Discovered in 1989 and impressed by the cave’s natural beauty and its unique cultural remains, National Geographic Explorer Television produced a documentary (Journey through the Underworld) of the site in the 1990’s. Today Actun Tunichil Muknal is a living museum where artifacts that were left inside by the ancient Maya can be viewed in their original contexts rather than in glass cases.
Because Actun Tunichil Muknal and a few other cave sites are accessible to the public, Belizeans and foreign visitors have a rare opportunity to visit these sacred, beautiful and unique caverns. Like all subterranean sites, however, these caves are very fragile and sensitive environments. They are also sacred to Maya culture. It is therefore our collective responsibility to protect them from destruction, and to preserve them so that future generations can appreciate their beauty and splendour.
Actun Tunichil Muknal was discovered in 1989 and was opened to the public in 1998. Dr. Jaime Awe, a Belizean archaeologist was the first to explore the cave. Dr. Awe and his Western Belize Regional Cave Project (WBRCP) conducted archaeological research at ATM from 1993-2000.
Maya first began to visit Actun Tunichil Muknal during what is known as the Early Classic period (300-600 A.D.). During this time the Maya primarily utilized the entrance to the cave for most of their ritual activities. Not until much later, during the Late to Terminal Classic period (700 – 900 A.D.), did they begin to penetrate deeper into the cavern to conduct their ceremonies. By this time at least four major sections of the cave were used for cultural activities. These locations included the “Entrance Chamber”, the “Sinkhole Entrance”, the “Stelae Chamber” and the “Burial Chamber”.

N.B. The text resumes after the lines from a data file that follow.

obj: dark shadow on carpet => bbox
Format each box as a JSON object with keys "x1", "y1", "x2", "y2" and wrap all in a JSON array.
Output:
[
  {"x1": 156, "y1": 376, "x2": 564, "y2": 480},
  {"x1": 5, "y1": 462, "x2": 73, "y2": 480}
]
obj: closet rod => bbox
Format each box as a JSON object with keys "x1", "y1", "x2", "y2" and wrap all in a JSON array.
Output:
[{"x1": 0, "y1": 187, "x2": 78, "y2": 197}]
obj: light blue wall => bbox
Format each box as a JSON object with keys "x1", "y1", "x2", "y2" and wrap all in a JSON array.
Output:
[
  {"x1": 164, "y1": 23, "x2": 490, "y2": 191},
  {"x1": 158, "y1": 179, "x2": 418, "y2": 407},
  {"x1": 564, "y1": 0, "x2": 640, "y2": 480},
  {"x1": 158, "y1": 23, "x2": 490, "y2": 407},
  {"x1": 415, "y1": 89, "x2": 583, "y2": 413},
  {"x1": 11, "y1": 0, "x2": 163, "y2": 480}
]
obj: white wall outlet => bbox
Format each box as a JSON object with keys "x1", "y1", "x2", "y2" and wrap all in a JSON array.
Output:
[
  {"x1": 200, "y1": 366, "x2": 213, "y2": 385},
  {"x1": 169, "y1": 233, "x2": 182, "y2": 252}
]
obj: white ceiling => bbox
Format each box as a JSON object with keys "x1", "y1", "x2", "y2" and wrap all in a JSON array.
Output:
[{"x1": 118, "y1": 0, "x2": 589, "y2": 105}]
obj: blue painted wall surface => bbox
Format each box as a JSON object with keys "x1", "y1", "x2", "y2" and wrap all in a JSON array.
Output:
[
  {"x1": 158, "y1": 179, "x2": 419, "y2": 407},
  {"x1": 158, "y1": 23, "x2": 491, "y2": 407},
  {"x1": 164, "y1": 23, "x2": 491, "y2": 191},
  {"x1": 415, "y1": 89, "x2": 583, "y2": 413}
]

More than 80 percent of the ceramic vessels in Tunichil Muknal are large ollas and bowls, and almost all the pots are broken or ceremonially killed. We know from other sites in the region that these vessels very likely contained plant remains. In cave sites where the preservation of organic remains is excellent, archaeologists have discovered corn, chilli pepper, cacao, and copal incense inside of ceramic vessels. The corn, pepper and cacao were taken into the caves as offerings to the gods and to deceased ancestors. The copal incense was generally burnt during celebration of the cave rituals.
ATM is located south of Teakettle Village in the Cayo District. The junction is at Mile 52 on the George Price Highway. Due to the sensitive nature, visitors can only access this cave with a certified tour guide. Tickets are not sold on-site; therefore need to be purchased in advance from the official ticketing agent Cahal Pech Archeological Site in San Ignacio or the main office of the Institute of Archeology in Belmopan.
The site is open 365 days a year, except when closed due to rising water levels. Closures of the site are posted on social media and sent to the various tour companies. The site opens at 8am and last entry into the cave is at 2pm.